October 28, 2012
One would think that journalists were be safe enough in Europe, as long as they did not engage in phone hacking, taking sneaky photos of royal breasts or getting up the nose of the American administration... Well, Greek editor and journalist Costas Vaxevanis can prove that this is not always the case. He was arrested and released pending a trial for publishing the names of 2,059 people on an "official" list of possible tax dodgers.
Mr Vaxevanis claims the list was sent to him anonymously and relates to compilation sent to Greece by France a couple of years ago requesting an investigation into the tax dealings of the suspected evaders.
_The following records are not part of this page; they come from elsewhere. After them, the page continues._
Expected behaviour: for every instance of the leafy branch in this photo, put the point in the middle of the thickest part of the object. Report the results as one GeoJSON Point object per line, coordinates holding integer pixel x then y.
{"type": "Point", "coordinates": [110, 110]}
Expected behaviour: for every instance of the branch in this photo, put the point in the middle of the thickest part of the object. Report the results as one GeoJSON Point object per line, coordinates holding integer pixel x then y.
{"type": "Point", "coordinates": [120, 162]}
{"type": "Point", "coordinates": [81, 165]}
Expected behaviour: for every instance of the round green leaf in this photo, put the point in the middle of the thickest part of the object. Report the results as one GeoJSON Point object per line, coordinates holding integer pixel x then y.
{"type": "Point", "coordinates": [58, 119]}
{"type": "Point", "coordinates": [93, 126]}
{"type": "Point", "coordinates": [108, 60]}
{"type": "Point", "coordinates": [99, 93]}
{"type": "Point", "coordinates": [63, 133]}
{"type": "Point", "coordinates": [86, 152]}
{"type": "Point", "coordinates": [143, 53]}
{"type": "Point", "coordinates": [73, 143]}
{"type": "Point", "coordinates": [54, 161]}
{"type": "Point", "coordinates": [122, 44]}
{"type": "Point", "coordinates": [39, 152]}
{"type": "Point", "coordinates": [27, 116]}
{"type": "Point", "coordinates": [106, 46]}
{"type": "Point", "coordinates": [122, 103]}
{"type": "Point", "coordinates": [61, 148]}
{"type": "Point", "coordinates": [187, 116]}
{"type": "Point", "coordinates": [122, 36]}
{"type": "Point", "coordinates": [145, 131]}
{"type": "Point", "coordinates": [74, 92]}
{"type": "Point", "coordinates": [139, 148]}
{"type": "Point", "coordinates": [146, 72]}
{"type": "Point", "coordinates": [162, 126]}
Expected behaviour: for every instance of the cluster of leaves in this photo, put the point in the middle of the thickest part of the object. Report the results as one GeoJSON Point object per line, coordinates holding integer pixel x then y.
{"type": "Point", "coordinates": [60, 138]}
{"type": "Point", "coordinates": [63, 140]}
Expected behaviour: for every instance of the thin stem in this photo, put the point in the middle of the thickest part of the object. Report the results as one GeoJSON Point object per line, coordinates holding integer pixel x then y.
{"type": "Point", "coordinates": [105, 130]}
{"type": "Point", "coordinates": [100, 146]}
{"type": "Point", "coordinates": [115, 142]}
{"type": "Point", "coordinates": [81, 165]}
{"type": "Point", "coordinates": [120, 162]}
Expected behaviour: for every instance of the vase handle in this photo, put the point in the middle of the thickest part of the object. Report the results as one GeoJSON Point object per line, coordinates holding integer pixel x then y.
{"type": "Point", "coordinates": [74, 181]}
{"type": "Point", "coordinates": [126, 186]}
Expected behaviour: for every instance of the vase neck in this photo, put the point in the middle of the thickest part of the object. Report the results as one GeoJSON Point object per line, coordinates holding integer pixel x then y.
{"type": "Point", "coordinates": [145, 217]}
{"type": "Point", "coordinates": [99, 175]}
Christine Lagarde, the managing director of the International Monetary Fund (IMF) was the French finance minister at the time, so the list has been dubbed "The Lagarde List".
Mr Vaxevanis, who published the document in the weekly magazine Hot Doc, justified his actions as being in the public interest:
"I did nothing more than what a journalist is obliged to do. I revealed the truth they were hiding. If anyone is accountable then it is those ministers who hid the list, lost it and then said it didn't exist. I did my job."
He has a point. Particularly in the current climate, where many of Greece's financial problems are said to originate from endemic tax evasion. If he has breached European data protection laws, then surely so have the government officials who lost the document in the first place.